Non molto tempo dopo il suicidio del figlio e le rivelazioni pubbliche della sua impotenza, Queensberry si mise a salvare il suo terzo figlio dalle grinfie di Oscar Wilde – “atteggiandosi a Somdomita”, come scrisse con la sua famigerata grafia sbagliata nel messaggio che provocò Wilde a fargli causa. Il suo orrore per l’omosessualità – intensificato dai suoi sospetti sulle ragioni del suicidio del figlio maggiore – assomigliava a quello dei fondamentalisti religiosi che denunciò così truculentemente. Nella tempesta pubblicitaria che ne seguì, Queensberry “fu combattivo e coraggioso come lo sono a volte le persone molto nervose”, scrisse Frank Harris, amico di Wilde. Era “il tipo d’uomo che, solo perché aveva paura di un toro e aveva immaginato la terribile ferita che poteva provocare, lo prendeva per le corna”.

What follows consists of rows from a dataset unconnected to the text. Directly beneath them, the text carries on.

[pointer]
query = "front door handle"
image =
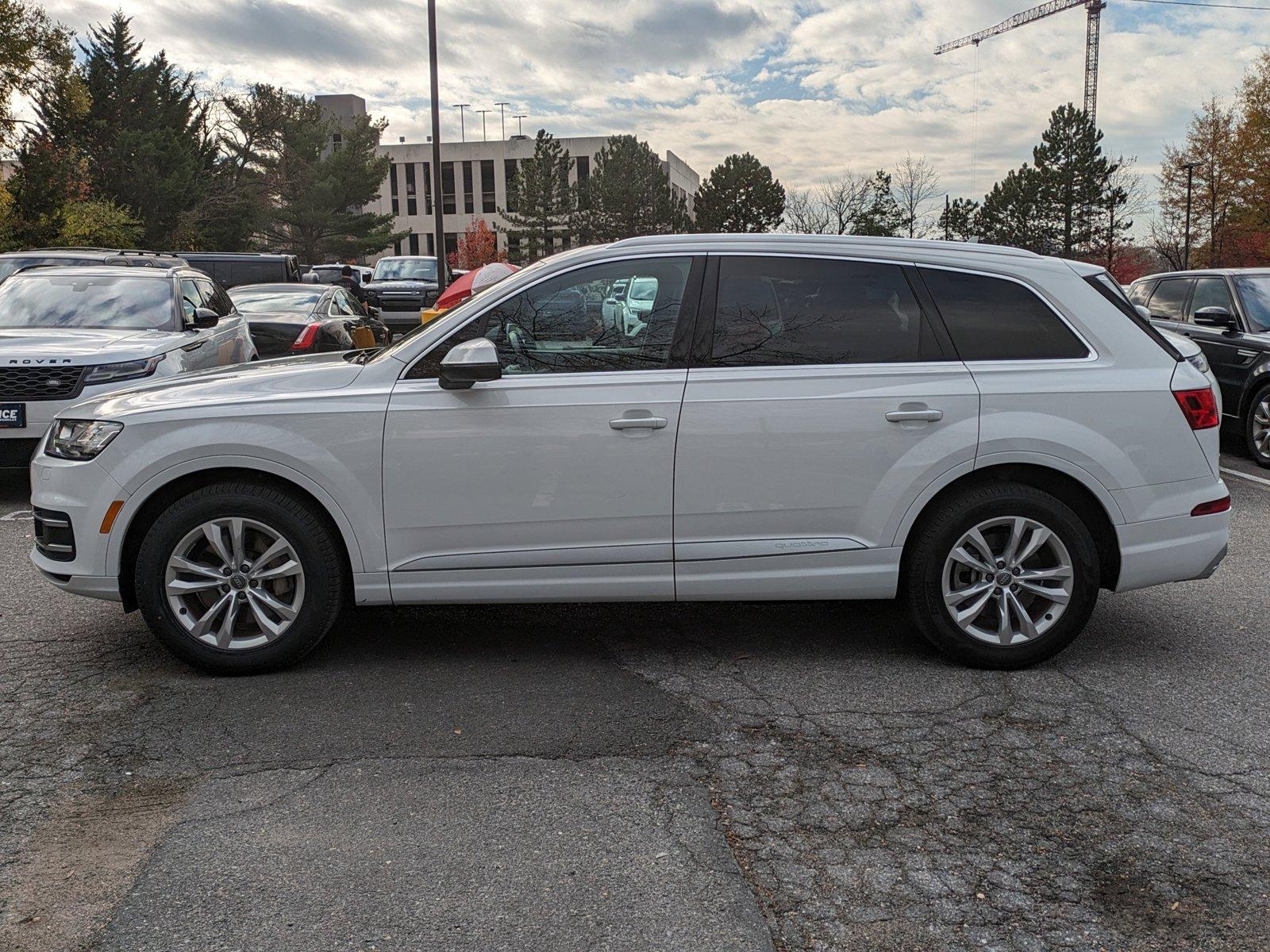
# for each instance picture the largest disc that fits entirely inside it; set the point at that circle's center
(914, 416)
(638, 423)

Stratmann ha lavorato duramente per rintracciare oscure fonti giornalistiche e archivistiche, entrambe ben utilizzate. È piacevole trovare una biografa che scava così a fondo per portare alla luce circostanze attenuanti per il suo soggetto. Sparge interpretazioni caritatevoli ovunque possa. C’è un’improbabile dolcezza di tono nelle sue descrizioni di tutta la rabbia e la vendetta. Le sottocategorie che descrivono la personalità di Queensberry nell’indice del suo libro recitano: “coraggioso, combattivo e avventuroso”; “bramoso d’amore”; “impulso crociato, schietto, anticonvenzionale”; “vivace e competitivo”; “gentile, generoso e cavalleresco”; “sincero e onorevole”; “infelice e insoddisfatto”; “temperamento volubile”.

Nonostante questo, Queensberry emerge come un bullo istrionico che vedeva la vita come un dramma rumoroso in cui lui era la star principale. Tutti gli altri erano una comparsa o un sostituto disprezzato. Aveva poco senso dell’esistenza degli altri, non poteva immaginare i loro sentimenti o rispettare i loro desideri, ed era distruttivo in ogni impatto. Questo è l’uomo che si vantava di aver ricevuto un telegramma dopo la condanna di Wilde che diceva: “Ogni uomo della City è con te. Uccidi il bastardo!”

Richard Davenport-Hines in An English Affair: Sex, Class and Power in the Age of Profumo è pubblicato da HarperPress.